Conoscere la patologia
Lo scompenso cardiaco consiste in un’alterazione della struttura e della funzione cardiaca che provoca un’insufficiente funzione di pompa del cuore. Gli organi e i tessuti ricevono quindi quantità di ossigeno e nutrienti non sufficienti alle loro esigenze metaboliche. La reazione dell’organismo all’insufficiente funzione del cuore causa un accumulo di liquidi nei polmoni e nei tessuti. Le conseguenze di ciò sono: affanno, gonfiore agli arti inferiori, ridotta tolleranza allo sforzo, affaticamento. La condizione può aggravarsi fino a portare all’edema polmonare acuto e alla morte. E’ stato dimostrato, infatti, che dopo i 65 anni lo scompenso rappresenta la prima causa di ricovero in ospedale.
I numeri
L’età media al momento della diagnosi di scompenso cardiaco è 76 anni. Al momento della nascita sappiamo che una persona su sei svilupperà scompenso cardiaco nella vita. L’incidenza di scompenso cardiaco raddoppia per ogni decade di età dopo i 45 anni tanto che la prevalenza nella popolazione totale passa dal 2% tra i 40 e 59 anni, al 5% tra i 60 ed i 69 anni,raggiungendo il 10% oltre i 70 anni. La spesa ospedaliera annua per tale patologia è pari a 570 milioni di euro, mentre quella complessiva (comprensiva di quella extraospedaliera) è pari a 780 milioni di euro (1,4% della spesa sanitaria complessiva).
Le terapie
E’ andata via via migliorando la terapia farmacologica, consentendo un incremento della sopravvivenza, con le conseguenze, positive e negative, di cui abbiamo già parlato. La terapia, però, migliora anche grazie alle terapie non farmacologiche, come l’impianto di defibrillatori e di pacemaker, utili per garantire una resincronizzazione ventricolare. Quando si verifica uno scompenso cardiaco, spesso la sequela di attivazione elettrica delle pareti ventricolari non è più coordinata come lo era prima. Utilizzando questi strumenti biventricolari, quindi, si possono stimolare tali pareti, aumentando la capacità contrattrile complessiva del cuore.
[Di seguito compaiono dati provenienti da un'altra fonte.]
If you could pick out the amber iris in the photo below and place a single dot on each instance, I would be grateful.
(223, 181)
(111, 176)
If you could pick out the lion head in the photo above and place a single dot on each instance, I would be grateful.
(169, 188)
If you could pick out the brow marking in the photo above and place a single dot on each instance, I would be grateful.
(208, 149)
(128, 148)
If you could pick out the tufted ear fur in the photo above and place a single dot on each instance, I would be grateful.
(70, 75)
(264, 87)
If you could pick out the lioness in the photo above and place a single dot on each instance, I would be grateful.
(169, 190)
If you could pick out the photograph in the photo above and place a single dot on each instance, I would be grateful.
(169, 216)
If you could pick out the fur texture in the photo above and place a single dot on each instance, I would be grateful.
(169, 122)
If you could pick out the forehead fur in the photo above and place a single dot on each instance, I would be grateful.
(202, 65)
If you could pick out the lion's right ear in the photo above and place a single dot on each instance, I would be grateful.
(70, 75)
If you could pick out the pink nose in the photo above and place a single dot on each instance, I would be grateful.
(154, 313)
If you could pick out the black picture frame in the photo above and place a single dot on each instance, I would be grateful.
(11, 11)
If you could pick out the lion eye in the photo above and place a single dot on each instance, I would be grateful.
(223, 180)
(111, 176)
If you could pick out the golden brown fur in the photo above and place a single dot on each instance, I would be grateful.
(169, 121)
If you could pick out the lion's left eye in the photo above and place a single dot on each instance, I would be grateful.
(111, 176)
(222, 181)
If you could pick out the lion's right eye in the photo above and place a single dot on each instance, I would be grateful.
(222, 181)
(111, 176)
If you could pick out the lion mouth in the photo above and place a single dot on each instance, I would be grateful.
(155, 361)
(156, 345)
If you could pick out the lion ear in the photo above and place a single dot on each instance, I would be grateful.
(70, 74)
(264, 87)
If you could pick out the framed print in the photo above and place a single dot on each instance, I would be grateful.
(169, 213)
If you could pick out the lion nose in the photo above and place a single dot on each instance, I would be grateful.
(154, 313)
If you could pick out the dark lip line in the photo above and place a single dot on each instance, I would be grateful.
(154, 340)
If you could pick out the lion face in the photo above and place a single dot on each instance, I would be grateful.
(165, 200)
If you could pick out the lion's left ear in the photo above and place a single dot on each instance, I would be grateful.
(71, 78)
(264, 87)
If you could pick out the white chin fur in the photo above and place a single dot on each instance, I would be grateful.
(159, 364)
“Occorre ricordare che chi soffre di scompenso cardiaco è particolarmente esposto al rischio di morte improvvisa, con percentuali superiori al 50% dei casi – aggiunge il Prof. Vetta -. Quindi un defibrillatore può interrompere queste aritmie ventricolari ove necessario, salvando la vita. Purtroppo, ancora adesso, l’accesso all’impiego di queste terapie non farmacologiche riguarda solo il 35-40% dei pazienti con tale indicazione. Questo è attribuibile ad un diffuso atteggiamento ageistico favorito dagli scarsi dati presenti in letteratura. Finalità di questo congresso è anche quella di creare un percorso condiviso tra i vari Specialisti, ribadendo la necessità di un “Heart team” con valutazioni plurispecialistiche per poter meglio disegnare il percorso di salute individuale del paziente, come in uso presso il nostro Centro”.